The folder 'datasets' contains all the datasets used in the project:
- sustainable development goals (SGDs dataset): set of 17 goals to achieve a more sustainable and equitable world by the years 2030. It is interesting because it includes for almost all countries in the world information on various indicators such as poverty, hunger, health, education, gender equality, clean water, sanitation, affordable and clean energy, economic growth, industry, innovation, reduced inequality, sustainable cities, responsible consumption, climate action, life below water, life on land, peace, justice, and partnerships.
- flicks: json files of information extracted by flicks platform (see code in NomadListRecommender.ipynb)
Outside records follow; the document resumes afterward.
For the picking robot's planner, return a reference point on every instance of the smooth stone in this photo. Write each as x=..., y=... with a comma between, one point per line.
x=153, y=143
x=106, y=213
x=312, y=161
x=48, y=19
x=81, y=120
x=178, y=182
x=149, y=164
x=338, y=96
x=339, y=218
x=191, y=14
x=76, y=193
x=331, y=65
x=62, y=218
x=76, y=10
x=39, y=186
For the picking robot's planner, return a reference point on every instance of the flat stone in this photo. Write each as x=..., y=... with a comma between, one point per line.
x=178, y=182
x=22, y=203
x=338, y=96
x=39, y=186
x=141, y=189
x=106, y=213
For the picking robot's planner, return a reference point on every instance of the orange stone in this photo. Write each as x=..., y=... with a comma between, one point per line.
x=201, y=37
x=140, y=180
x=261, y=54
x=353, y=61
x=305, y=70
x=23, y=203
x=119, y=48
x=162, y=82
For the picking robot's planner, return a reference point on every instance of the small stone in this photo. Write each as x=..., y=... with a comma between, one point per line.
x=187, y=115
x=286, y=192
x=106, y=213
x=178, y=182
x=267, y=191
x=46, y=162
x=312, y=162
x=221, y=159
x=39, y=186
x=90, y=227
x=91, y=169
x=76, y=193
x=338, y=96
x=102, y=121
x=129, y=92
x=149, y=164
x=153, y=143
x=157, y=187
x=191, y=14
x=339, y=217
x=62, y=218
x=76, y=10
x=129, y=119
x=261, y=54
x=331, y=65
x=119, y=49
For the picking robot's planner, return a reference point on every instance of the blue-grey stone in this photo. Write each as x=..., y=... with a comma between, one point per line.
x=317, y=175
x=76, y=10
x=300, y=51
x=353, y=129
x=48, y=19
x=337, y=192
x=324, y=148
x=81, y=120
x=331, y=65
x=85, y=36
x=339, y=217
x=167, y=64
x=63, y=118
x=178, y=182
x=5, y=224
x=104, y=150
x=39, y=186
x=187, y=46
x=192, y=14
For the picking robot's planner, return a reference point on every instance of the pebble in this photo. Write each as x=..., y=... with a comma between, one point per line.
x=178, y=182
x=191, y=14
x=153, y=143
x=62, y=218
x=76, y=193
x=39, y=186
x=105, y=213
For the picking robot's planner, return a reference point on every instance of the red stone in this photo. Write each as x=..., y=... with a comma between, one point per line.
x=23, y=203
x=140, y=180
- nomadlist: main dataset used in this project which contains information regarding 730 cities provided by digital nomads
The notebook NomadListRecommender.ipynb contains all the code used to build the recommendation system and specifically it comprises:
- retriving data
- data processing and EDA
- methodologies which comprends the implementation of clustering, similar items and minhashing tecniques
- user recommendations which comprends the implementation of collaborative filtering and matrix factorization
To run the notebook, just download the folder and run NomadListRecommender.ipynb. If you wish to download again flickr data, delete the content of all jsons files in /datasets/flickr and run the code again. Pls note that you also must have an API key and a secret provided by flickr stored in a .env file.